8. Schedules. The Credit Agreement is hereby amended by
substituting Schedule 2, Commitments and Commitment Percentages, and
Schedule 3, List of Approved Investors, to this Amendment for Schedule 2
and Schedule 3, respectively, to the Credit Agreement.
9. Effective Date. This Amendment shall become effective as of
the date first above written when and only when Agent shall have received,
at Agent's office,
(a) a duly executed counterpart of this Amendment,
(b) Notes to the Supplemental Lenders described in Section 6
above,
(c) a duly executed Consent and Agreement in the form
attached hereto,
(d) a duly executed certificate of the secretary of each
Borrower in form acceptable to Agent, and
(e) an opinion of counsel to Borrowers and Parent in form
acceptable to Agent.
10. Miscellaneous.
(a) All references to the Credit Agreement in the Loan
Documents shall be deemed to refer to the Credit
Agreement as amended by this Amendment.
(b) Borrowers hereby represent and warrant to the Lenders
that on the date of execution hereof, both prior to and
after giving effect to this Amendment, (i) the
representations and warranties of Borrower contained in
the Loan Documents are accurate and complete in all
respects, and (ii) no Default or Unmatured Default has
occurred and is continuing.
(c) In all other respects, the Credit Agreement and the other
Loan Documents are and remain unmodified and in full
force and effect and are hereby ratified and confirmed.

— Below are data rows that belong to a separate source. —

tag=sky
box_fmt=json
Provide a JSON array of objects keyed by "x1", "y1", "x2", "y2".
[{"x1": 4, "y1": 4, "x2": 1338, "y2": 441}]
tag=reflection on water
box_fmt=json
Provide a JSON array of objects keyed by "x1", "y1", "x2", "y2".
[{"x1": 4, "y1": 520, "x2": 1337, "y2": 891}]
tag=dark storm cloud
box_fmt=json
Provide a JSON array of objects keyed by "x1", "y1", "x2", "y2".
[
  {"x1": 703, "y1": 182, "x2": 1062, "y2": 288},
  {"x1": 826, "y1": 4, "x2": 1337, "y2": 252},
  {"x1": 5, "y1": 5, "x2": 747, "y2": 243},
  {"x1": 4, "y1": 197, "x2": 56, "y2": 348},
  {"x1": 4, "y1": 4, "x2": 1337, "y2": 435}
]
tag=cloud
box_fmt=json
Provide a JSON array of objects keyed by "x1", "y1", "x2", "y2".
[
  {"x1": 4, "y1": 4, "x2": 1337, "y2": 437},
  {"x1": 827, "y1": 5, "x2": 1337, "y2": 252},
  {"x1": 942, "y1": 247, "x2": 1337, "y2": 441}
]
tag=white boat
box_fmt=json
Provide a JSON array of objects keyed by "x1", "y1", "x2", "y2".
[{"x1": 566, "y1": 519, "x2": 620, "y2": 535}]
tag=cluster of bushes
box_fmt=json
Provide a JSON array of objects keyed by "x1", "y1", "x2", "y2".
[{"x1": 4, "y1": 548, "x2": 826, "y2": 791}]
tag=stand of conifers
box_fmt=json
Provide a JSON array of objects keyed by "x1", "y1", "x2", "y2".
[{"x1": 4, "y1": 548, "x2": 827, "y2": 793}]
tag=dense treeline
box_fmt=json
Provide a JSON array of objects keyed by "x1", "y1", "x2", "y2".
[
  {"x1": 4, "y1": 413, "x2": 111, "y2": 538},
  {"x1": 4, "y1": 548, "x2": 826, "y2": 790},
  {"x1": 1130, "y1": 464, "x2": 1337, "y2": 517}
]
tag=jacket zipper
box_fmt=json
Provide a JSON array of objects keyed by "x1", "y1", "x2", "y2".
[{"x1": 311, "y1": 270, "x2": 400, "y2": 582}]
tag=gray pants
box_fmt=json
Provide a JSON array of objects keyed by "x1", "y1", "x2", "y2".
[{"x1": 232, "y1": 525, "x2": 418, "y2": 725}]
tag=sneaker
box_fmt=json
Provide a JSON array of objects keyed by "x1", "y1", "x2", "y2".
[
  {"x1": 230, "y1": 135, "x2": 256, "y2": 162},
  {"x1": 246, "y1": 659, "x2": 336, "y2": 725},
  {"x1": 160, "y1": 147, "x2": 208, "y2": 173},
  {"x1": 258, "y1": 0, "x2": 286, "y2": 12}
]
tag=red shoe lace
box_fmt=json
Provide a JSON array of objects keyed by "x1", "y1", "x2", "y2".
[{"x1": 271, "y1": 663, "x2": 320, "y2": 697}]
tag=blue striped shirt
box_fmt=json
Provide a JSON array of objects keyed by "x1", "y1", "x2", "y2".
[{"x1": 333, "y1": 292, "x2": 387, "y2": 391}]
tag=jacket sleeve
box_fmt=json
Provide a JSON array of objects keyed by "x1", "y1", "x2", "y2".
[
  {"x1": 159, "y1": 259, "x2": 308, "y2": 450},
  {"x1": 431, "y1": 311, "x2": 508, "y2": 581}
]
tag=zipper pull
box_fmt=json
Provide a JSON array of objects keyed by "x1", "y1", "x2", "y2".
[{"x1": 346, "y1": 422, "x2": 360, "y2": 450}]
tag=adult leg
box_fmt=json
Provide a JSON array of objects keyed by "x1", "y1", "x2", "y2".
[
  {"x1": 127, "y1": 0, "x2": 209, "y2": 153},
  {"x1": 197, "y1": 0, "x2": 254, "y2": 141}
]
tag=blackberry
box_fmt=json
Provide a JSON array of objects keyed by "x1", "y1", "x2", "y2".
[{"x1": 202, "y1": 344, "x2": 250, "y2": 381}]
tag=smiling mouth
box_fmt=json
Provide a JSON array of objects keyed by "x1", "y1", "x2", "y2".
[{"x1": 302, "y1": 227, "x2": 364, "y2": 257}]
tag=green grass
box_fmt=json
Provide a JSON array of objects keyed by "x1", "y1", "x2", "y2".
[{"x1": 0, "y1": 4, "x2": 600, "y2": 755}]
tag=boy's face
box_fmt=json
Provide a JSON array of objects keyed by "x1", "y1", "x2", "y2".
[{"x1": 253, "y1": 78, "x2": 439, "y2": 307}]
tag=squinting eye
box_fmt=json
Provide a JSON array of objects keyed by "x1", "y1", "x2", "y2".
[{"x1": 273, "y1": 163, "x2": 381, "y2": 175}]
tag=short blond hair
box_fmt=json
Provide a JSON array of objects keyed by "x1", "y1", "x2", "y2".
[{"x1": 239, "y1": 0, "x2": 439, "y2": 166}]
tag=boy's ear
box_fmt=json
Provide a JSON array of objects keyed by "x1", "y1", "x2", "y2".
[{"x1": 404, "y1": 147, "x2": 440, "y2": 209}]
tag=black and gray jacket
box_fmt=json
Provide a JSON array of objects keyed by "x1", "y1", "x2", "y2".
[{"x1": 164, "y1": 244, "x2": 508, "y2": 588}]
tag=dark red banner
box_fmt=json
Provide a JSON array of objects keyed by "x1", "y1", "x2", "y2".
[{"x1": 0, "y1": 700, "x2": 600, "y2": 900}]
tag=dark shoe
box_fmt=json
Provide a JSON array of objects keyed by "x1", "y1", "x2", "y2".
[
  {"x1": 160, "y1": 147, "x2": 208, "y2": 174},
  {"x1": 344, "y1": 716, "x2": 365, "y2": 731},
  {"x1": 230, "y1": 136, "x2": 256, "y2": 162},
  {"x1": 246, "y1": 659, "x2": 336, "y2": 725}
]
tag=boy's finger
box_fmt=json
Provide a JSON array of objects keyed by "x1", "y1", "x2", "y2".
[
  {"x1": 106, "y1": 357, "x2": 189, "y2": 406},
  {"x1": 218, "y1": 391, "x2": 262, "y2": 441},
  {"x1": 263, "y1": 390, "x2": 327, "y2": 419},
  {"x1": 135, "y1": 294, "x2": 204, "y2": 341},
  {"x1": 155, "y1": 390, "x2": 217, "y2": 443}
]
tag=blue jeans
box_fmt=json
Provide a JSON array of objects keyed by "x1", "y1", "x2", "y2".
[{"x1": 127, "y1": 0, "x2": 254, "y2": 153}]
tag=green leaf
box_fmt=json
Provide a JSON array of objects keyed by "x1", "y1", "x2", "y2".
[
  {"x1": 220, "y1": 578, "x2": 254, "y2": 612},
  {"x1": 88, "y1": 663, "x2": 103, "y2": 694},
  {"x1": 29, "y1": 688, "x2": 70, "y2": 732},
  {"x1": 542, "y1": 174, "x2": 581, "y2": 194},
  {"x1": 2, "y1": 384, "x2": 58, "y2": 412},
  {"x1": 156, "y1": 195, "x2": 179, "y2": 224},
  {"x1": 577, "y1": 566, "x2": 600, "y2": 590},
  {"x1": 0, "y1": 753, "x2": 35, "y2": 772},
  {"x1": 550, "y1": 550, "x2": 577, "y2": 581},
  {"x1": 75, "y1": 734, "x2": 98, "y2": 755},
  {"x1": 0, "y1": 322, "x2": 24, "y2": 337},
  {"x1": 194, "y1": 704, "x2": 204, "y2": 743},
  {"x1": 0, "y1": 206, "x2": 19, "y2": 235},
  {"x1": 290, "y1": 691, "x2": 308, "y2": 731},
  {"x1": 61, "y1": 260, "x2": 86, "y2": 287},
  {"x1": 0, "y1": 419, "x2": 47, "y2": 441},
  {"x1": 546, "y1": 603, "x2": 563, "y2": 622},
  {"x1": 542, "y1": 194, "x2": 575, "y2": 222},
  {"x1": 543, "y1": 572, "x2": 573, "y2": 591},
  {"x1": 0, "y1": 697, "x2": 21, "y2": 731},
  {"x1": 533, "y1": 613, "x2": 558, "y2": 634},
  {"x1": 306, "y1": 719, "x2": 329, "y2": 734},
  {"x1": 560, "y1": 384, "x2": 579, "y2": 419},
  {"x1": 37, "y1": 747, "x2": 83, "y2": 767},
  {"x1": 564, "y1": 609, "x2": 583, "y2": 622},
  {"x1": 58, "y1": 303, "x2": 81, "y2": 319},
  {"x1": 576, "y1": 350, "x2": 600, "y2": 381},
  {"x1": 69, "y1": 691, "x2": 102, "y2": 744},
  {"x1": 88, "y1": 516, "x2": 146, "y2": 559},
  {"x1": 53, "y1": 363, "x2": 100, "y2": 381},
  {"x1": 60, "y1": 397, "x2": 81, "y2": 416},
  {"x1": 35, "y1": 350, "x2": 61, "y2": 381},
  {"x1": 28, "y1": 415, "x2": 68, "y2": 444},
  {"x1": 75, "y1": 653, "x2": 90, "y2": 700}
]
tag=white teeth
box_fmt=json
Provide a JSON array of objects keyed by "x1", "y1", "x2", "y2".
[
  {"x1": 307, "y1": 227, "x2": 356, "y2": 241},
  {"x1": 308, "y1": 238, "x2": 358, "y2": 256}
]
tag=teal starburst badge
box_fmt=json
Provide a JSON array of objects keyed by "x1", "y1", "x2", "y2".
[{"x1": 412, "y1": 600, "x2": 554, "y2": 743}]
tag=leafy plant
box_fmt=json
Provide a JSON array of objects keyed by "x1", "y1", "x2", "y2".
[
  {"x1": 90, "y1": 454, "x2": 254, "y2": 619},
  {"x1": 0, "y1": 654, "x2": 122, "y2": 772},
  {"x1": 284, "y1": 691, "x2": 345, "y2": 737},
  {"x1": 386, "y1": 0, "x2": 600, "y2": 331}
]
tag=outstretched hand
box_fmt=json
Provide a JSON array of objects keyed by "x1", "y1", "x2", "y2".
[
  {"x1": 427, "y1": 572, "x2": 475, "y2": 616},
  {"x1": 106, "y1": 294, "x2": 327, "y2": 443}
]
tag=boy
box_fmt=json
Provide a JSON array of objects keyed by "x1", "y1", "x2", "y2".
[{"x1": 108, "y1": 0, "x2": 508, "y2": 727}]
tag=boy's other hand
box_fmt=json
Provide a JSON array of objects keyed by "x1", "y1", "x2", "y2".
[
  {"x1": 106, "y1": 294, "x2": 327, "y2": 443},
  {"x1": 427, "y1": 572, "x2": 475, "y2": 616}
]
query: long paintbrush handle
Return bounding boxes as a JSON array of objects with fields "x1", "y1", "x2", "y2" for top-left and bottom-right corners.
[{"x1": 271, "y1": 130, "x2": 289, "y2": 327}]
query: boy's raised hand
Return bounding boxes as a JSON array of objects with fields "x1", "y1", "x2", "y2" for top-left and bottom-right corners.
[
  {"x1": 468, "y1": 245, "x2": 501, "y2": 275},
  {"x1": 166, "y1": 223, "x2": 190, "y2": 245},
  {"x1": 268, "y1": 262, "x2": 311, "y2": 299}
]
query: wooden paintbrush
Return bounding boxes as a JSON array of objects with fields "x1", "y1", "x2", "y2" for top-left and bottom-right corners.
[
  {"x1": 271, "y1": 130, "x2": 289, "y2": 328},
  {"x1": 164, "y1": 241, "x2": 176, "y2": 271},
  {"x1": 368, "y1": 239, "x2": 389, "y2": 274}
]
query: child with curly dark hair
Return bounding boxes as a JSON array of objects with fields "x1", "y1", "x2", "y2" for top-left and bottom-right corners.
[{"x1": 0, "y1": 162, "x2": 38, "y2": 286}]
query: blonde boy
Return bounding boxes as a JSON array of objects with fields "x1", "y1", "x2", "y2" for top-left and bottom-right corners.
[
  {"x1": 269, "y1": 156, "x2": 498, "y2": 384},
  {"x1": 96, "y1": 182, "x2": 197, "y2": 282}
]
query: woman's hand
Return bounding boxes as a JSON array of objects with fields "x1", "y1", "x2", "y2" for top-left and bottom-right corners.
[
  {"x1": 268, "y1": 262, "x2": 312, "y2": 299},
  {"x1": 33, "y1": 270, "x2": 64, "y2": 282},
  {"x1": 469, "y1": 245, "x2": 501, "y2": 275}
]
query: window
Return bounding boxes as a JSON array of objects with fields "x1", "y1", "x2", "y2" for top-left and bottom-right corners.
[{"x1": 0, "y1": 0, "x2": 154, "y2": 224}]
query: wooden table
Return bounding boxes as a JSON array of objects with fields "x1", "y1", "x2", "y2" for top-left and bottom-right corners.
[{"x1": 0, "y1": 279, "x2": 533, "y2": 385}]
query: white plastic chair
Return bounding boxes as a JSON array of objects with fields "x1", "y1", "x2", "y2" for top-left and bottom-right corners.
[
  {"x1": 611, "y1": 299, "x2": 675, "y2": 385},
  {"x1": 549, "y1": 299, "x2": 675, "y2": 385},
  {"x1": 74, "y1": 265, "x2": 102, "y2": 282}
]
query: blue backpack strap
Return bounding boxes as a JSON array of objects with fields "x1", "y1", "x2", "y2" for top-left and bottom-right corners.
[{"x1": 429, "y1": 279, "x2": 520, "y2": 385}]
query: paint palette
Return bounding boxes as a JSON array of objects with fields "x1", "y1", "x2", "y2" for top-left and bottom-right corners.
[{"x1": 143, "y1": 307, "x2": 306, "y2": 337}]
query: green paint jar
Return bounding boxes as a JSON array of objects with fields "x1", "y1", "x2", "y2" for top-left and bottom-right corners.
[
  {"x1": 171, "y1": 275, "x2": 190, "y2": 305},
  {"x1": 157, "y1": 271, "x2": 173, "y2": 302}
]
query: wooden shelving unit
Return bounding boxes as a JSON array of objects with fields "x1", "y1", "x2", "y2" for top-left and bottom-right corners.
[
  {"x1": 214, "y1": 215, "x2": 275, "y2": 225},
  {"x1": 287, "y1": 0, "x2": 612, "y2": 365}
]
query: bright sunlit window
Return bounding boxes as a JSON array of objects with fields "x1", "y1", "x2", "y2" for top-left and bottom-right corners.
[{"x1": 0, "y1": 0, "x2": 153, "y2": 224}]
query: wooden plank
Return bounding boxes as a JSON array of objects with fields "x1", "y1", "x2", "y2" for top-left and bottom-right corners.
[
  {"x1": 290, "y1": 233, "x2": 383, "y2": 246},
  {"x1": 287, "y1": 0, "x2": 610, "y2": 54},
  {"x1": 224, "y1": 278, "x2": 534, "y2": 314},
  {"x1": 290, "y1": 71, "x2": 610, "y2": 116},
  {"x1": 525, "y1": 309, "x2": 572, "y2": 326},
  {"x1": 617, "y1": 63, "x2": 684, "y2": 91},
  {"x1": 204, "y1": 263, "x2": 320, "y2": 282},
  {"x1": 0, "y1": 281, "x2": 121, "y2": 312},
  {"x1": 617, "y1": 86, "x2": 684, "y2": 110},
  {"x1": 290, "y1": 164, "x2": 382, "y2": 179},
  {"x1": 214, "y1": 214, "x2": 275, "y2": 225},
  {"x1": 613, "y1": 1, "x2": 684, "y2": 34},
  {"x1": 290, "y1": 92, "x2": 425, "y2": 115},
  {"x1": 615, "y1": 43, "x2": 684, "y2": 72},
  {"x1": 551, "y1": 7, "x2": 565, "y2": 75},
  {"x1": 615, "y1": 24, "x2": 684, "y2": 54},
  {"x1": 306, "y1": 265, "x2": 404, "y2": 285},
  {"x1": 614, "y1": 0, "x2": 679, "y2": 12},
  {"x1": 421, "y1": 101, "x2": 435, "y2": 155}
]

This Amendment may be executed in any number of
counterparts, all of which taken together shall
constitute one agreement, and any of the parties hereto
may execute this Amendment by signing any such
counterpart.
(d) Borrowers agree to reimburse the Agent for all reasonable
out-of-pocket expenses (including legal fees and
expenses) incurred in connection with the preparation,
negotiation and consummation of this Amendment.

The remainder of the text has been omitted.